Tightrope-Walker Nik Wallenda Wobbles, Nearly Falls 100 Feet

Renowned tightrope-walker Nikolas Wallenda shocked onlookers as he stumbled and seemed nearly to fall while completing a walk above Baltimore's Inner Harbor.

Wallenda, 33, is a member of the Wallenda family, a high wire-walking dynasty that dates back to Germany in the early 1900s. Using no safety net, Wallenda completed the 300-foot journey while 100 feet in the air, but gave fans a startle when he wobbled close to the end.

While confidently but carefully moving through the walk, Wallenda placed his left foot on the wire, but seemed to slip ever so slightly, and then caught himself on a shin as he almost fell but then recovered.
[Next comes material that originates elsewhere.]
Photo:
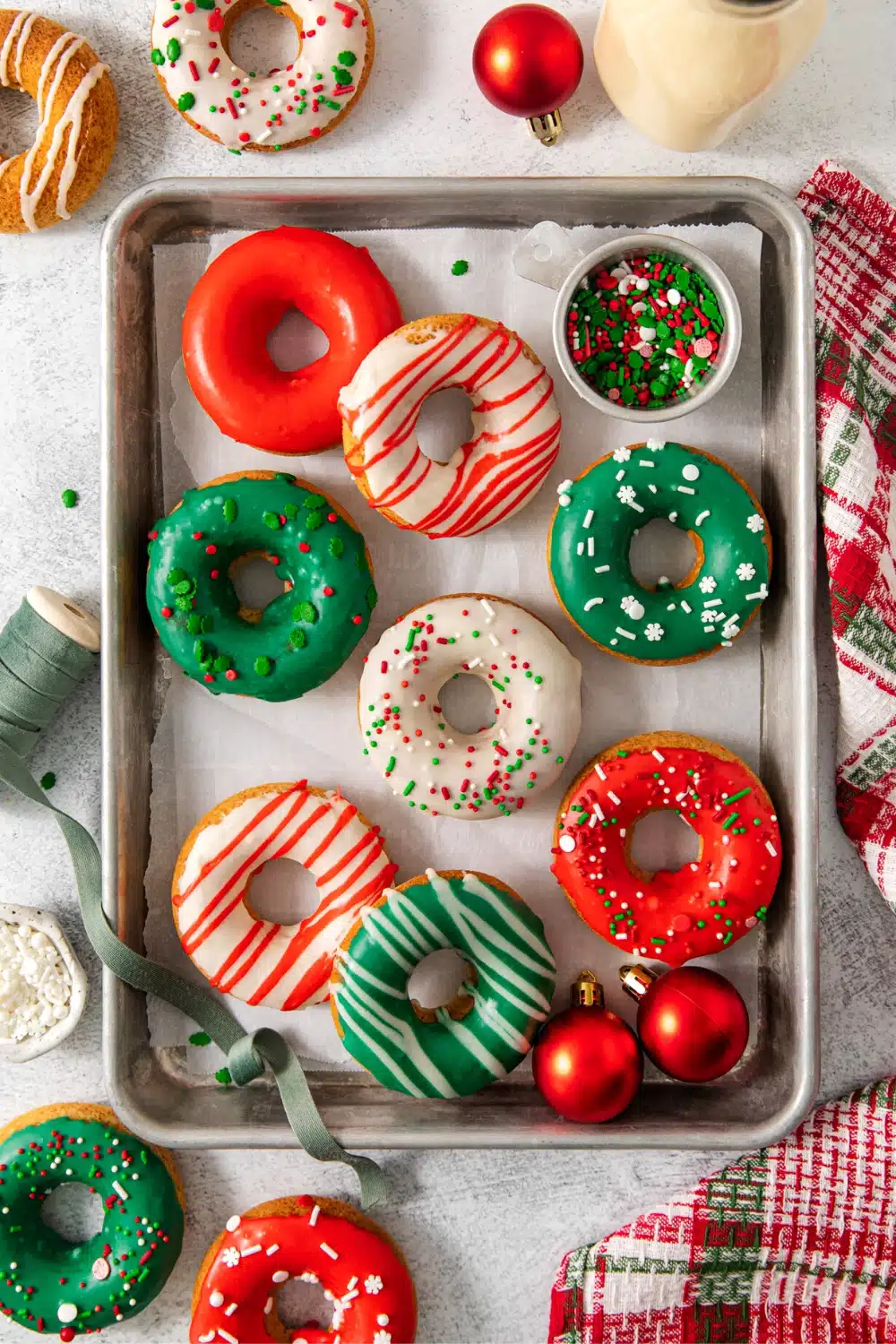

Screams and gasps could be heard from the crowd below as he made the apparent error.

The nail-biting and utterly silent final moments of his walk end with an uproar of applause, and once he is safe, Wallenda responds to the crowd with a self-assured cheer.

"I made it … My heart jumped into my throat," Wallenda said later of the slip.

Wallenda, who did the walk in Baltimore as a stunt to mark the opening of a Ripley's Believe It or Not museum, plans to be the first person in more than a century to walk a tightrope over Niagara Fall, a feat he is set to attempt this summer.

The Flying Wallendas are a generations-old circus and daredevil stunt performing family.  Dating back to Karl Wallenda, who was born in Magdeburg, Germany after the turn of the 20th century, the family toured Europe throughout the 1900s.

Nikolas, who is Karl Wallenda's great-grandson, was following in his footsteps, as his great-granddad performed a similar high-wire walk in 1973, five years before he died from a 10-story fall at the Condado Plaza Hotel in San Juan, Puerto Rico.